Are all linear maps differentiable? Consider a linear map from $\Bbb R^n \rightarrow \Bbb R^m$. 
Question 1. How can we show that all such linear maps are differentiable without loss of generality? 
Question 2. Is it possible that even though a function is not continuous at a point, it can be differentiable at that point ? Say for example, consider a linear map $f: \Bbb R^2 \rightarrow \Bbb R$  
$f(x,y) =
\begin{cases}
\frac{xy}{x^2 + y^2}  & (x,y) \neq (0,0) \\[2ex]
0 & (x,y) = (0,0)
\end{cases}$

is not continuous at $(0,0)$ but is differentiable at $(0,0)$.
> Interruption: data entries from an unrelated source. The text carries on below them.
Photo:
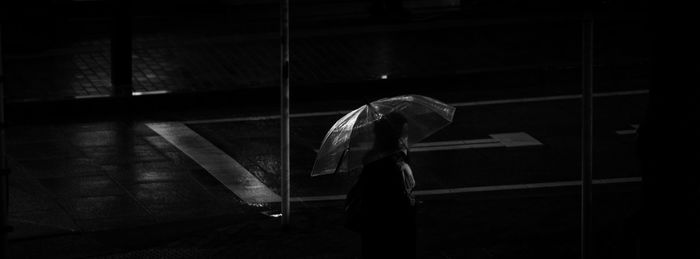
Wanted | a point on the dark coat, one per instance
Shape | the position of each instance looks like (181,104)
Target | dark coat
(385,215)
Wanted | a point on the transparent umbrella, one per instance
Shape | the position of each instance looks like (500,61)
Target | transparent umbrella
(346,144)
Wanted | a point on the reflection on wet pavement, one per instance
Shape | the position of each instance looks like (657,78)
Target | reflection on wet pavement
(93,176)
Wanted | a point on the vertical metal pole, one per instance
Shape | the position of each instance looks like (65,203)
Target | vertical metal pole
(284,103)
(587,139)
(121,48)
(4,170)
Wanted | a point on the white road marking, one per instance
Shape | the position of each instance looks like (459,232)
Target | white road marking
(491,188)
(220,165)
(461,104)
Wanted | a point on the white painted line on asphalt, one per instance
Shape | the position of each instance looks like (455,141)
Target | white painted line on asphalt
(453,147)
(510,187)
(462,104)
(548,98)
(220,165)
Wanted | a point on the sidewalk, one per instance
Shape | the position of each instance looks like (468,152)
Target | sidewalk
(215,58)
(104,187)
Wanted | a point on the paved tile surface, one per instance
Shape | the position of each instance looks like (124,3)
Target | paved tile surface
(197,61)
(115,188)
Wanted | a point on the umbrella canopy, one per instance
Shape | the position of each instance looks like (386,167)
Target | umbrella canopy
(347,144)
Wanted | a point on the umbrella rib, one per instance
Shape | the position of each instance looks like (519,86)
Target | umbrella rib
(340,161)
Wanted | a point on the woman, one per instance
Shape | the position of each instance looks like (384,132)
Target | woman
(386,214)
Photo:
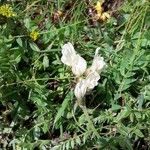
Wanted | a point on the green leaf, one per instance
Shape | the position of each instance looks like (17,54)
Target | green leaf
(138,133)
(63,107)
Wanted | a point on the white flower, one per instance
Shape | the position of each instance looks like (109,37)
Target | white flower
(68,54)
(79,65)
(98,63)
(92,80)
(80,89)
(70,58)
(86,84)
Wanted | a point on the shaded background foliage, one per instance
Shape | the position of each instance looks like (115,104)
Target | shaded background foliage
(37,105)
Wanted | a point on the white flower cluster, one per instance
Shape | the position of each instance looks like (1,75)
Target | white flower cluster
(79,67)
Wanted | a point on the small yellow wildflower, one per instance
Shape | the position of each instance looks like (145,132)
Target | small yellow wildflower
(7,11)
(99,8)
(34,35)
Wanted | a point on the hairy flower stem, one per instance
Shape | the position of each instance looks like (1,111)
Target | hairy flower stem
(84,109)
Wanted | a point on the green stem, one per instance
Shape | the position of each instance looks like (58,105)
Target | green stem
(89,121)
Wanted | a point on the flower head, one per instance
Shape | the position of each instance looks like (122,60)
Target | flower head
(98,7)
(7,11)
(34,35)
(79,67)
(80,89)
(98,63)
(75,61)
(100,14)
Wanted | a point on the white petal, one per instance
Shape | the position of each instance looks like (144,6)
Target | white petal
(79,65)
(80,89)
(92,80)
(98,63)
(68,54)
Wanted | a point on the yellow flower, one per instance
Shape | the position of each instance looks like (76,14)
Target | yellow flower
(99,8)
(7,11)
(34,35)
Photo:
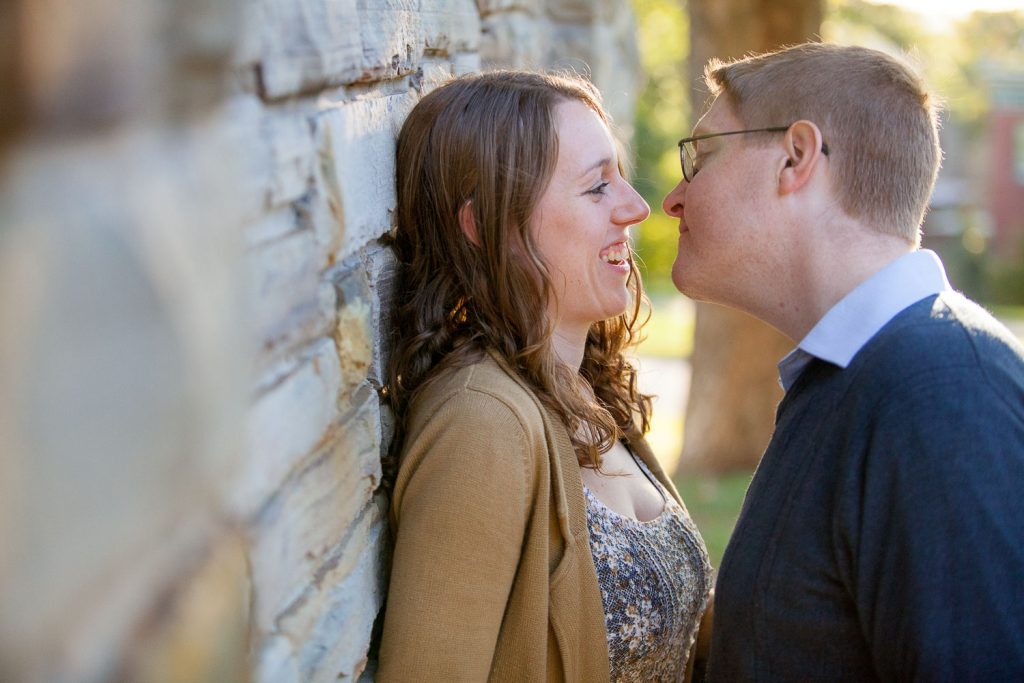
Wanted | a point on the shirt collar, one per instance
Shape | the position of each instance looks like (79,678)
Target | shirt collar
(858,316)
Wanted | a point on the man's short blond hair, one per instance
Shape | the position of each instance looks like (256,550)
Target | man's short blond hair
(875,114)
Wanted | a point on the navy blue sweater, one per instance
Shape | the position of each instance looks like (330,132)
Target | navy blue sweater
(883,534)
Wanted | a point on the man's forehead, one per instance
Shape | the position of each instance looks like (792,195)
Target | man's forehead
(717,119)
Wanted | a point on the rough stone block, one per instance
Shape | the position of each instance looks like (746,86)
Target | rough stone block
(333,624)
(392,37)
(379,264)
(288,132)
(287,423)
(290,303)
(487,7)
(450,26)
(512,40)
(295,535)
(308,44)
(271,226)
(275,663)
(355,171)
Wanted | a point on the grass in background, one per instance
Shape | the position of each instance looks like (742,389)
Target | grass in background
(669,333)
(714,504)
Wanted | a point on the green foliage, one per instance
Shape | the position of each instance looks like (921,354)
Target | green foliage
(663,118)
(714,504)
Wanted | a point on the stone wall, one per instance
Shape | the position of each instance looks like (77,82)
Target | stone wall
(192,290)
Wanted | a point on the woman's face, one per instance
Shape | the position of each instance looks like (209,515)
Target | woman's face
(582,223)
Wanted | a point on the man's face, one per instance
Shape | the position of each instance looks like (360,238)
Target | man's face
(724,246)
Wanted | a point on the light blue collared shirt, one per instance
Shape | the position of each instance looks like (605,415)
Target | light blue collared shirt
(858,316)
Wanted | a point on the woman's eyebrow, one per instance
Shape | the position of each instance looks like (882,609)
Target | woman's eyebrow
(598,164)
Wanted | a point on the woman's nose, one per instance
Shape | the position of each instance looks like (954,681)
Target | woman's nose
(634,209)
(673,202)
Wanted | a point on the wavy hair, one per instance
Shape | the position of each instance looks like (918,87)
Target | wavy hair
(489,140)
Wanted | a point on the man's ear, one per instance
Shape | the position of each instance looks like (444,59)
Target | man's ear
(468,223)
(803,144)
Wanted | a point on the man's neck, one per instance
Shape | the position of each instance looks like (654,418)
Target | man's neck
(828,269)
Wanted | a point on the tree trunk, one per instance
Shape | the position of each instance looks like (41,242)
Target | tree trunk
(734,388)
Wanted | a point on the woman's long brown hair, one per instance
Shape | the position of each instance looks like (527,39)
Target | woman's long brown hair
(491,140)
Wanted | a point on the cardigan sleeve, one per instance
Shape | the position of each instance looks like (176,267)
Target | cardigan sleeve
(938,581)
(459,513)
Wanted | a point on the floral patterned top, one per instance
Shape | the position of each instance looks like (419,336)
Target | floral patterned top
(654,579)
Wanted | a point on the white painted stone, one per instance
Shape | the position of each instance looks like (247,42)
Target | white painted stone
(334,622)
(534,7)
(288,131)
(274,662)
(512,40)
(355,170)
(290,304)
(451,26)
(286,424)
(308,517)
(380,266)
(270,226)
(392,37)
(308,44)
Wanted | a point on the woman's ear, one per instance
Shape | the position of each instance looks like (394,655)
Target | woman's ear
(803,144)
(468,223)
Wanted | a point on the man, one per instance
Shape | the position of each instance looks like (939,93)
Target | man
(883,534)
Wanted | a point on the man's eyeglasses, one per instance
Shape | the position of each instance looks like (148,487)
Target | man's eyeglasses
(688,153)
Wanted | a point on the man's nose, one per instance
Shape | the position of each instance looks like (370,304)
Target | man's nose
(673,202)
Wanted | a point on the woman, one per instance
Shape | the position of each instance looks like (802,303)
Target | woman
(536,536)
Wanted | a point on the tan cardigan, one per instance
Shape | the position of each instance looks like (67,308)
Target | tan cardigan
(493,577)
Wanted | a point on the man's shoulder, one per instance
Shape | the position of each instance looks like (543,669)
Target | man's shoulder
(943,333)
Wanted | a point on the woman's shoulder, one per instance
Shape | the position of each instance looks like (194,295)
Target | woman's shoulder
(482,390)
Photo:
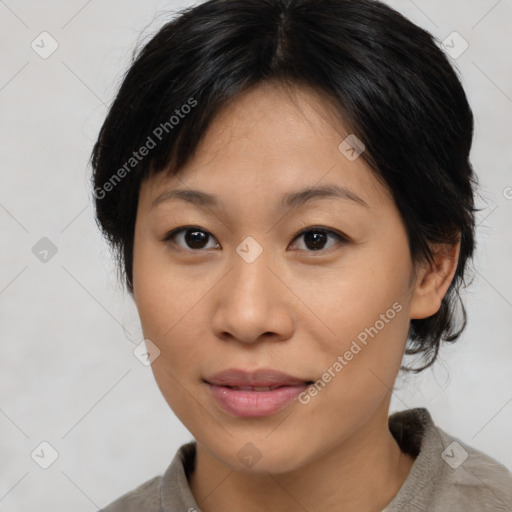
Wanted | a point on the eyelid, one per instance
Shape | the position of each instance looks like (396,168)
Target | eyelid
(343,239)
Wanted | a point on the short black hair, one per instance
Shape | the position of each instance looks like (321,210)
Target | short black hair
(388,81)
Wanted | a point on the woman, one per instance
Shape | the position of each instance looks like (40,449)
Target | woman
(286,185)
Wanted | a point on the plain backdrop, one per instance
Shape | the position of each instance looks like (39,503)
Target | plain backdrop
(68,374)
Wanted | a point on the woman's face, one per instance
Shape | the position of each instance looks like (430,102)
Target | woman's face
(242,289)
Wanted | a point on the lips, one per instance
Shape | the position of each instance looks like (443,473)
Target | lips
(261,378)
(260,393)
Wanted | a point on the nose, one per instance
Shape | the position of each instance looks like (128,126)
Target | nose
(253,303)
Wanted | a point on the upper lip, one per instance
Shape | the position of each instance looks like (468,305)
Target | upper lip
(263,377)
 A: A linear map $\phi$ between finite dimensional spaces is always differentiable, and its derivative at a given point is given by $\phi$.
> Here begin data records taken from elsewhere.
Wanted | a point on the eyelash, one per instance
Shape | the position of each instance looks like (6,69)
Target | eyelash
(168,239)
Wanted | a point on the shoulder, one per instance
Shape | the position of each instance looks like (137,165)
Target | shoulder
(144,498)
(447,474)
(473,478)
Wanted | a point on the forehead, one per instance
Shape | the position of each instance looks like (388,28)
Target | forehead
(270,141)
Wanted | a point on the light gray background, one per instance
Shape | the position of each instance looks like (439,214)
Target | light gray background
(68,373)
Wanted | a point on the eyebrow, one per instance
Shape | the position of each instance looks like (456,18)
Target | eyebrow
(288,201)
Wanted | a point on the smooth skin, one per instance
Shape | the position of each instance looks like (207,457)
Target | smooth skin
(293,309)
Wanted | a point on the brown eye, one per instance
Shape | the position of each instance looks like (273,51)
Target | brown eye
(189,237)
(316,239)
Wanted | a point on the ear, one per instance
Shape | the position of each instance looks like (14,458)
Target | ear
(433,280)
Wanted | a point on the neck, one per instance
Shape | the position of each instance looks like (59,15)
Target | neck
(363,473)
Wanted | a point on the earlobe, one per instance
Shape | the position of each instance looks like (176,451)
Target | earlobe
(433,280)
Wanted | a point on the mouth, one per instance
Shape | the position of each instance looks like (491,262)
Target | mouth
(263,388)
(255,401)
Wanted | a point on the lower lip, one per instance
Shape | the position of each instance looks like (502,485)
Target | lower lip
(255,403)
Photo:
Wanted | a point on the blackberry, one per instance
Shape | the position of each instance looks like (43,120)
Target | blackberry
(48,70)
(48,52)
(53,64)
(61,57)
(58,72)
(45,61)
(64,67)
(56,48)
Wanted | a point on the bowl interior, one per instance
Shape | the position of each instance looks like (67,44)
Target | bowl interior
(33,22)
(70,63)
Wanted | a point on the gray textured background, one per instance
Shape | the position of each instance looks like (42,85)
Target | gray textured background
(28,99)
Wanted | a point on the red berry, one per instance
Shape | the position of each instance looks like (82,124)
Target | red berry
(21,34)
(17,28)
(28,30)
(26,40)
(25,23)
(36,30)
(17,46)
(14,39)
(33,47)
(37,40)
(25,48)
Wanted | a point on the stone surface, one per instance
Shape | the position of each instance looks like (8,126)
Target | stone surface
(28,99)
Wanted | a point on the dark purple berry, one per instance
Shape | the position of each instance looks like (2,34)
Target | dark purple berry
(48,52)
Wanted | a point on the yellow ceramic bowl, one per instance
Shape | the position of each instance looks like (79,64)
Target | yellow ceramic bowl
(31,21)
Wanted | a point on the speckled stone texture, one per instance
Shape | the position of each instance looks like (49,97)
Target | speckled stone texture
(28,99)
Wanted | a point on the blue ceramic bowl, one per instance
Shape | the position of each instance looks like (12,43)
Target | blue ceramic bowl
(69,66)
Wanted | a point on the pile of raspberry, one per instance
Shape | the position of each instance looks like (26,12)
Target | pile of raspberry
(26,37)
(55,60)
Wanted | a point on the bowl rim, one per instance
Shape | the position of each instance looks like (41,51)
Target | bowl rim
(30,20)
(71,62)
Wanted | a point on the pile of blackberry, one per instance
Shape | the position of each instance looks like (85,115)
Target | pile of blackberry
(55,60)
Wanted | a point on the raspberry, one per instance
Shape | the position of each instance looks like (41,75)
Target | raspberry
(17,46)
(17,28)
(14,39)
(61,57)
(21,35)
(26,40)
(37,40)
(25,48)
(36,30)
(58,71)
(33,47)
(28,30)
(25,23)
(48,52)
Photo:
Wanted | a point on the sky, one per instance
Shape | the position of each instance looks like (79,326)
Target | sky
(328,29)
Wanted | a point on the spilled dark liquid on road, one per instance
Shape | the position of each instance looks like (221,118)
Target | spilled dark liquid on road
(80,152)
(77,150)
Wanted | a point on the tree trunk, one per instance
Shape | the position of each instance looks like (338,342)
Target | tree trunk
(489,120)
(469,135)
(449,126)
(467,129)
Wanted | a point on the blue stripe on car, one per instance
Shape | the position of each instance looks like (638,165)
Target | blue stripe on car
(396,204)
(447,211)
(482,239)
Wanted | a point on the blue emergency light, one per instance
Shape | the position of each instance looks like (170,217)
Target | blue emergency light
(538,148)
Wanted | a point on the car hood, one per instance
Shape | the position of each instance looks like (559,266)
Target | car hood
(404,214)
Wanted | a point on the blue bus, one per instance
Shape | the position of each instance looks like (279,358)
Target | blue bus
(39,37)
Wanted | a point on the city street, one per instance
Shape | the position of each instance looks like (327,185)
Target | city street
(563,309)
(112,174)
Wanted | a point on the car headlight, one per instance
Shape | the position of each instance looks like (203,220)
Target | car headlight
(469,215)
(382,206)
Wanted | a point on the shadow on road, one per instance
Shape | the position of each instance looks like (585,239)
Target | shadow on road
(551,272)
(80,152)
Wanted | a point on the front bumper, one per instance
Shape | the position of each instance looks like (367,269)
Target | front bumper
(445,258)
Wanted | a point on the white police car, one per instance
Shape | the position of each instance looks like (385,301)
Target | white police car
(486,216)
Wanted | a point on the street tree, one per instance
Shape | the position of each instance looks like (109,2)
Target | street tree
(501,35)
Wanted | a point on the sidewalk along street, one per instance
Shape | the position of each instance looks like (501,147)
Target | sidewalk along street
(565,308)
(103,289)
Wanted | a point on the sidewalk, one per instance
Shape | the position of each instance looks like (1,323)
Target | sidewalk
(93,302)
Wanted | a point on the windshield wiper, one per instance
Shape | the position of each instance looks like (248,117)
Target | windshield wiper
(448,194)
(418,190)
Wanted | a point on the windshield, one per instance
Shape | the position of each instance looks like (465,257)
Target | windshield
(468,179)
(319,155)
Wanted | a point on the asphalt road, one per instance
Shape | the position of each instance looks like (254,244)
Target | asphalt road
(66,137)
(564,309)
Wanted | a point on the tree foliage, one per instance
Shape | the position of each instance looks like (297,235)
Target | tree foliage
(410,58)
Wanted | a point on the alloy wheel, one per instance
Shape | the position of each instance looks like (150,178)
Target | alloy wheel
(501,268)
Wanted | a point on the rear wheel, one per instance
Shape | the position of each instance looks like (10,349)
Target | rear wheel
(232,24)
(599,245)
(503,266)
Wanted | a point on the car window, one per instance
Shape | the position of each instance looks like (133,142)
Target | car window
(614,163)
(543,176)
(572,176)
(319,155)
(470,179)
This is immediate from the definition, since we have an identity
$$\phi(a+h) = \phi(a) + \phi(h)$$
so there is not even a lower order term.
Differentiability in a point $p$ implies continuity in that point. 
A: Question 1. Let $\ell$ be a linear map, for all $x\in\mathbb{R}^n$ and $h\in\mathbb{R}^n$, one has: $$\ell(x+h)=\ell(x)+\ell(h).$$
Therefore, one gets: $$\|\ell(x+h)-\ell(x)-\ell(h)\|=o(\|h\|).$$
Finally, $\ell$ is differentiable and for all $x\in\mathbb{R}^n$, one has: $\mathrm{d}_x\ell=\ell$.
Question 2. Let $f$ be a differentiable function, for all $x\in\mathbb{R}^n$ and $h\in\mathbb{R}^n$, one has: $$\|f(x+h)-f(x)-\mathrm{d}_xf(h)\|=o(\|h\|).$$
Therefore, $f$ is continuous at $x$, since $\mathrm{d}_xf$ is a linear form.
A: I'm going to give a sort of different answer that might help counter any pathological insidious thoughts you have to the second question.
Suppose that $f(x) = x^2$ whenever $x\neq 0$ and $f(0)=5$, clearly this isn't continuous . You might be tempted to write the following and conclude that $f$ is differentiable at $x=0$:
$$\lim_{h\to 0} \frac{f(x+h) -f(x)}{h} = \lim_{h\to 0} \frac{(x+h)^2 - x^2}{h}=  \lim_{h\to 0} \frac{ x^2 +2xh +h^2 - x^2}{h} =  2x$$
However this is faulty logic, remember that the term on the far left is computing $f'(x)$; therefore, $f(x) = 5$.  So this is more like
$$\lim_{h\to 0} \frac{f(0+h) - f(0)}{h} = \lim_{h\to 0} \frac{h^2 - 5}{h} = \lim_{h\to 0} h - \frac{5}{h} = -\infty$$
and essentially you'll always run into a problem of this sort when you try to check if the derivative exists.
A: *

*Linear maps are totally differentiable, they are their own total derivative.

*If a function is totally differentiable at a point, it is continuous at that point. The existence of all partial derivatives at a point isn't sufficient but if they are all bounded and f is defined on an open subset S of $\mathbb{R^n}$ then f is continuous on S.